I got a trio it was a little pricy for a group. I had 1 female lay some stress eggs when she was in transit (it was the one marked female) I got a 1.1.1, just praying I hear calling now!


----------



## whitethumb (Feb 5, 2011)

I got 4 today


----------



## ngeno626 (Nov 14, 2013)

beautiful! what ratio?


----------



## Coqui (Jan 17, 2013)

Glad to read, that forum members are getting their frogs in. I wish you guys best of luck with them.


----------



## whitethumb (Feb 5, 2011)

ngeno626 said:


> beautiful! what ratio?


From looks it's either 2.2 or 3.1, for sure one of each sex.


----------



## oldlady25715 (Nov 17, 2007)

They look just like photo. Congrats and good luck working with these.


----------



## DendroKurt (Mar 19, 2013)

They look great, I hope everyone gets them breeding soon, I may have to get some of these in the future, I want to see how they settle in. Let us all know how they settle in and how bold they are compared to the other fantasticas


Sent from my iPhone using Tapatalk


----------



## ngeno626 (Nov 14, 2013)

whitethumb said:


> From looks it's either 2.2 or 3.1, for sure one of each sex.

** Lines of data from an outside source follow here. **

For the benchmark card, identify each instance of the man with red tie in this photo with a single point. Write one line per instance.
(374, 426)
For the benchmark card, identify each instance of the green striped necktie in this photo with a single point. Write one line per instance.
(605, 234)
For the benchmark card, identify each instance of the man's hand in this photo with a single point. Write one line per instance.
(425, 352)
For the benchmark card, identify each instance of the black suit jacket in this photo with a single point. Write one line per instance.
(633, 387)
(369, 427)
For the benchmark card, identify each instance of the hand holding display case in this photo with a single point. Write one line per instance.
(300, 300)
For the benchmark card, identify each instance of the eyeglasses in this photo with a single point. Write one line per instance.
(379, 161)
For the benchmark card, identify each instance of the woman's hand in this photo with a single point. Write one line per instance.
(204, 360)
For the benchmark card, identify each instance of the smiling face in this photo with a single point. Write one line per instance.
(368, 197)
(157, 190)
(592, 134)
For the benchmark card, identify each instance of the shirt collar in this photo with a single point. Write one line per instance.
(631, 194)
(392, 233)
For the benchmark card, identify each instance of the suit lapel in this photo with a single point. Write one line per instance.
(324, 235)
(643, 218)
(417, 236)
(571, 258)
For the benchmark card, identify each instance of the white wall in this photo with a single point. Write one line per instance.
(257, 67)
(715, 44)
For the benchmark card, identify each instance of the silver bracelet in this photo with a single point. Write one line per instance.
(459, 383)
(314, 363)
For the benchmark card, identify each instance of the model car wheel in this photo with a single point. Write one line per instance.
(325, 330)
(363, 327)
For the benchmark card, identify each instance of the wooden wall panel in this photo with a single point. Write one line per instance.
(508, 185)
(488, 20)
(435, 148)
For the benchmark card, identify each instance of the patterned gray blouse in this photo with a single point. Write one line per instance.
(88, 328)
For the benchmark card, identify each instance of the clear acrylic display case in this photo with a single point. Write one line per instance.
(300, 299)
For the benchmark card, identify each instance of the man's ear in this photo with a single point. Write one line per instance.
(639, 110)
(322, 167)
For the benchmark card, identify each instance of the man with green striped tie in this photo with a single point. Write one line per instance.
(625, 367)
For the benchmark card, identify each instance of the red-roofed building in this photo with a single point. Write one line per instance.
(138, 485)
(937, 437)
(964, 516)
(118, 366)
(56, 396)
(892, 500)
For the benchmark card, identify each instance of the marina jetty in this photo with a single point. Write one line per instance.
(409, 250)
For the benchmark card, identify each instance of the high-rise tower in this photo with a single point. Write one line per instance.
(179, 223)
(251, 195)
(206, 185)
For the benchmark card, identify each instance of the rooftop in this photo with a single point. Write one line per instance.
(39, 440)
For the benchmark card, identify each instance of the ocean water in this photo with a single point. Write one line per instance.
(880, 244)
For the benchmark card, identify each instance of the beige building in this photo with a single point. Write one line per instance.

if I get a 0.3 and you get a 3.1 id be more then happy to trade with you - Im dying to hear some calling lol


----------



## whitethumb (Feb 5, 2011)

Yeah that sounds cool... I wonder who else got them?


----------



## Yobosayo (Sep 27, 2009)

I picked up hopefully a 1.1.either or. Holding out for the unknown to be a 2nd female. They took to the leaves as soon as they left the cups, except for the brave one that is still all over the tank. Pretty frogs for sure.


----------



## CAPTAIN RON (Mar 29, 2010)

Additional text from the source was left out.